New Welcome Lodge - Founding and History

Founding and History

The lodge was consecrated in 1929, shortly before the formation in 1929 of the second Labour Government. Its founding was reported in a number of national newspapers including the Daily Telegraph, and Sporting Life. It was created at the suggestion of the then Prince of Wales, afterwards King Edward VIII, who was concerned by the antagonism between Freemasonry and the British left, and the fact that a number of Labour MPs were blackballed when applying to join Masonic lodges. The New Welcome Lodge was intended to form a link between Freemasonry and the new governing party, and was open to Labour MPs and for employees of trade unions and the Labour party; its members included Labour's deputy leader Arthur Greenwood. Hugh Dalton alleged that he had been approached to join the lodge, being told that the association was useful and that Greenwood (then deputy leader) was a member.

When the Parliamentary Labour Party was reduced in strength after its split at the 1929 general election over Ramsay MacDonald's formation of the National Government, numbers were reduced, and in 1934 membership was opened to all men working in the Palace of Westminster.
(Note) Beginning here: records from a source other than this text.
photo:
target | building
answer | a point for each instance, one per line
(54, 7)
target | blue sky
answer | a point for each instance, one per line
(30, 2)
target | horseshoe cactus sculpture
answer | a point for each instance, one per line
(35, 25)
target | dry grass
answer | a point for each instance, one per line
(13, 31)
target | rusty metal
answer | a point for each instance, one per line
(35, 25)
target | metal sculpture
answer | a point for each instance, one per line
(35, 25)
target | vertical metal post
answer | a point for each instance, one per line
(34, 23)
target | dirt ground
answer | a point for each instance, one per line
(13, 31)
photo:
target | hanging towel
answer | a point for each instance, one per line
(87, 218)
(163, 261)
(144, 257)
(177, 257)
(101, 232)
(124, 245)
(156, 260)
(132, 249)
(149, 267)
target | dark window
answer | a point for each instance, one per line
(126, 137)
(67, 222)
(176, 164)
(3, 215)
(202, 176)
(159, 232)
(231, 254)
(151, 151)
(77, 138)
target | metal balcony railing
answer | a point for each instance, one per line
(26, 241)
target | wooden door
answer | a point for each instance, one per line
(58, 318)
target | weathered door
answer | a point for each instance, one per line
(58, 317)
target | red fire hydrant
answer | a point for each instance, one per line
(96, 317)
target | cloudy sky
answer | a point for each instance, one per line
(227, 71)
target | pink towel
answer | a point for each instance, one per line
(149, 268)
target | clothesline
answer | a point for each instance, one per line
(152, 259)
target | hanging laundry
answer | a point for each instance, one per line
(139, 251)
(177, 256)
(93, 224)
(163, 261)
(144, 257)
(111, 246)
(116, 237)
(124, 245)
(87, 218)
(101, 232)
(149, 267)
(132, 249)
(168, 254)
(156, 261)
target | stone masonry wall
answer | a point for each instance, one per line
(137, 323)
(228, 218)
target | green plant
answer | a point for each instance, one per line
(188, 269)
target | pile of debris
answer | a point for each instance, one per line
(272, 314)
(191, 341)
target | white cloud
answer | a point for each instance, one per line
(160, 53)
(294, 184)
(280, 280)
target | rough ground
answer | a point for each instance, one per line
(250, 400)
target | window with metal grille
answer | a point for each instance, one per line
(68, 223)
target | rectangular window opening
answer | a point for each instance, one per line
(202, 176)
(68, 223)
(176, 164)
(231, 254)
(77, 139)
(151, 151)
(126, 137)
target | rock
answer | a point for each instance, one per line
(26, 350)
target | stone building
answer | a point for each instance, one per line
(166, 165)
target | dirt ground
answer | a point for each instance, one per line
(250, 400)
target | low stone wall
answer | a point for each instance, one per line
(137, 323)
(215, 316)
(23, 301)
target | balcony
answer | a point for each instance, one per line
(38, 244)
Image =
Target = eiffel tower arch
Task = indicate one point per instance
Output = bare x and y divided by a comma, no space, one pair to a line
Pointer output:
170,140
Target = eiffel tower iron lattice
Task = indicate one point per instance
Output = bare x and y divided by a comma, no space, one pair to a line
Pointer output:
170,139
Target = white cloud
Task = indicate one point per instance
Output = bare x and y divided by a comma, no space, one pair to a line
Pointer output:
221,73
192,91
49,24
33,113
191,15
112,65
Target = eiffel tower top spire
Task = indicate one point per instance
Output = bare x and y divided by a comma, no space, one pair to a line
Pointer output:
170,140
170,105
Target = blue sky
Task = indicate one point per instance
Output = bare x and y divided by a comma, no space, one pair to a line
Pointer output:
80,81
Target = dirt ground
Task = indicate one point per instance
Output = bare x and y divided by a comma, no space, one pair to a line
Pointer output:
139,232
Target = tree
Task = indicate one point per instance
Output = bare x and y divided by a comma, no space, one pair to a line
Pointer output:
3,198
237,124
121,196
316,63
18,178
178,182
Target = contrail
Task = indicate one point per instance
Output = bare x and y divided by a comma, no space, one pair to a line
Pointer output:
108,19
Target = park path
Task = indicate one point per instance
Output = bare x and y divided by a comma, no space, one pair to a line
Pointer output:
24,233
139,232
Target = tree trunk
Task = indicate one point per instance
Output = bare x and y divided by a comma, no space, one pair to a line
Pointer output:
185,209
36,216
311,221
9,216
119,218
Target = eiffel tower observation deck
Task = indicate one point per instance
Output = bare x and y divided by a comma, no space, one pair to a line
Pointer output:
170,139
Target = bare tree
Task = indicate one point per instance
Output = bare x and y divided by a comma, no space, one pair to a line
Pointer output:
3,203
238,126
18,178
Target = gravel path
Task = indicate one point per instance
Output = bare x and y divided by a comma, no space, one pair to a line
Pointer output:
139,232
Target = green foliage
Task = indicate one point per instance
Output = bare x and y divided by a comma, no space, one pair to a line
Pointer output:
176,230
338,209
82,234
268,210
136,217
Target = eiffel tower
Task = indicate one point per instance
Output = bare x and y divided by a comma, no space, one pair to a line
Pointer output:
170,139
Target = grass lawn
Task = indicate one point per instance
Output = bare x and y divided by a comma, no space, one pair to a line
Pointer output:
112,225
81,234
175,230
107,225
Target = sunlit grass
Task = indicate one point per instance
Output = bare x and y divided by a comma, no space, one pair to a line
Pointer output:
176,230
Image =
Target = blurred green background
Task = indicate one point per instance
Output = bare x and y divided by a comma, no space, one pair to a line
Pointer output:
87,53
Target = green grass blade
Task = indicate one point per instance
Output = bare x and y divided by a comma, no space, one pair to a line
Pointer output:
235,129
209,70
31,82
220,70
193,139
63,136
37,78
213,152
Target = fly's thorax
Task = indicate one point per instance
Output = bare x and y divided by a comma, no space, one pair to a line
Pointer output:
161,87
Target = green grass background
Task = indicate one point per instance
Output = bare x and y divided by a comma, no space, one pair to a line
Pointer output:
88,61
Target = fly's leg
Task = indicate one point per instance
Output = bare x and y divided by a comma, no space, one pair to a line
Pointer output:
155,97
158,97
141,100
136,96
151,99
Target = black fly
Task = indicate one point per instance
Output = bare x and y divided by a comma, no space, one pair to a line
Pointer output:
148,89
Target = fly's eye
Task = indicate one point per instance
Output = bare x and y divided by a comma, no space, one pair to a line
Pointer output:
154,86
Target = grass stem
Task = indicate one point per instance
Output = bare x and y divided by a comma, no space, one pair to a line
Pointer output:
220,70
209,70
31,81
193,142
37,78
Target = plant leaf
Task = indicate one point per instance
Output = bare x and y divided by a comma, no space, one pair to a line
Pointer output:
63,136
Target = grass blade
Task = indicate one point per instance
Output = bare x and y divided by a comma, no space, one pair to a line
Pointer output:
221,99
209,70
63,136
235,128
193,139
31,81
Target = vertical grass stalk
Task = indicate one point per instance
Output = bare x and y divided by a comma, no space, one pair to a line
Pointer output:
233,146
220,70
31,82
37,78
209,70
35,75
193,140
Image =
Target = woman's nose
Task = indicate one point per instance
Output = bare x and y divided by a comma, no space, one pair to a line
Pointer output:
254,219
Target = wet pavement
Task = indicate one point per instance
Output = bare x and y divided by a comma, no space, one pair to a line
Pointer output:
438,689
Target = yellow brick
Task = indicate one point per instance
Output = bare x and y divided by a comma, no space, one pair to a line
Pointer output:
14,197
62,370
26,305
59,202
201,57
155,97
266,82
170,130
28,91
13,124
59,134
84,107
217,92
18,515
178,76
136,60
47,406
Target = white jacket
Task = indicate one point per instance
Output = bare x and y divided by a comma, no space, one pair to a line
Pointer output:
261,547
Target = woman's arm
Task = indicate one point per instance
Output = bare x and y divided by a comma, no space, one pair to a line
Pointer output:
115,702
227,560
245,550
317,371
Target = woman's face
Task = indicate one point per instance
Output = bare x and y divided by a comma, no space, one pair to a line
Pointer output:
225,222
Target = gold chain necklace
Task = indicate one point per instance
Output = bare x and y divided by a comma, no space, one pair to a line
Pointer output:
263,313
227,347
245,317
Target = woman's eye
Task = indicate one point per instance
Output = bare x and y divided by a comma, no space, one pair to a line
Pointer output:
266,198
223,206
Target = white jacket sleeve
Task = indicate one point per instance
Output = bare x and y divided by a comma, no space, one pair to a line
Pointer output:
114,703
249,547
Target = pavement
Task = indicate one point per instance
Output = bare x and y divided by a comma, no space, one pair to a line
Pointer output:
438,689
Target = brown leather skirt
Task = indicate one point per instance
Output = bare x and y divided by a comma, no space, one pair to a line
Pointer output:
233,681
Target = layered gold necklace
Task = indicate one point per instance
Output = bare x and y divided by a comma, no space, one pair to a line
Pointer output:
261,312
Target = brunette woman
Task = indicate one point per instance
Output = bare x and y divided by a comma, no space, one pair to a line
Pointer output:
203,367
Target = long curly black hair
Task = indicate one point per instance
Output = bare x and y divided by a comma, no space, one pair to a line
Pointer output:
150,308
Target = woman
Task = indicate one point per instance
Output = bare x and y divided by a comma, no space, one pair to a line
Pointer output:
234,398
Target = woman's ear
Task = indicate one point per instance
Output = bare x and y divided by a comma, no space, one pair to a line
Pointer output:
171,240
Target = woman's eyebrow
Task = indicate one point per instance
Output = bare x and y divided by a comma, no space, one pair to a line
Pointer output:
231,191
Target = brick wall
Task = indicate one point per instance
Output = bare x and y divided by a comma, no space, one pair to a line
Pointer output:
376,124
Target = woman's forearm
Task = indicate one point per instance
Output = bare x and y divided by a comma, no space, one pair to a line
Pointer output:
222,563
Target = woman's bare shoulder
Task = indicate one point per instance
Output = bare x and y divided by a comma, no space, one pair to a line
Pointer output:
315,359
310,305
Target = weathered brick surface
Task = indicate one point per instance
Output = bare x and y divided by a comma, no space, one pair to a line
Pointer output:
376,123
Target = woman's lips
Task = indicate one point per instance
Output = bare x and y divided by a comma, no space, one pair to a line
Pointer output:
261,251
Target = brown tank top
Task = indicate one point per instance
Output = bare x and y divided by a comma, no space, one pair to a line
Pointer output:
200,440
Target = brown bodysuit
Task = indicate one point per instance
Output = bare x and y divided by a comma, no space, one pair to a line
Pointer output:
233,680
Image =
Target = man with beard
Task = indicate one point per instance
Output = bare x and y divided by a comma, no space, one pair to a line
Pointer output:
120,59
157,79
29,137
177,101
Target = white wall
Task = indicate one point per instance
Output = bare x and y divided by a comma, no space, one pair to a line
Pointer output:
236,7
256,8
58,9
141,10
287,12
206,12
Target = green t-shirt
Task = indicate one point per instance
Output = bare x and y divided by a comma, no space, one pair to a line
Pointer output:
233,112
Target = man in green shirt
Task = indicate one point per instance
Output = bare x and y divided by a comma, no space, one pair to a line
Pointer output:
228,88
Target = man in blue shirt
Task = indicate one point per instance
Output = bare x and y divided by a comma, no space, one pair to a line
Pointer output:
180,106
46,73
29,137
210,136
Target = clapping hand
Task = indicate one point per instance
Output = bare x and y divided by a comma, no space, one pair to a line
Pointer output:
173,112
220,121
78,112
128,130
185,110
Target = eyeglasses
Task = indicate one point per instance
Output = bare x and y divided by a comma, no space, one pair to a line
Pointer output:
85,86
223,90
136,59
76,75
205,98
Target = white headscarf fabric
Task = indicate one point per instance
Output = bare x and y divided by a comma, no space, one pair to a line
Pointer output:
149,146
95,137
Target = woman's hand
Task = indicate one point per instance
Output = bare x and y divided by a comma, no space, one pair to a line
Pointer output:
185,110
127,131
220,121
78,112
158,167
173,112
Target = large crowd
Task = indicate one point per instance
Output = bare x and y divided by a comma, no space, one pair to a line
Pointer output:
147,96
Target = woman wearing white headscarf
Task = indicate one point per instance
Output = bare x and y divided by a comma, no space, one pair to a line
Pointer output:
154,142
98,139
Sir Walter Liddall was the first Conservative MP to be initiated in the lodge in 1937. By 1940, MPs from the three main parties were in the lodge and, since the Second World War, the membership of the lodge has been chiefly drawn from the staff of the Palace of Westminster.

Herbert Dunnico was Master of the New Welcome Lodge in 1931.

In recent years, the lodge has been mentioned in Parliament by Labour MPs such as Max Madden and Chris Mullin.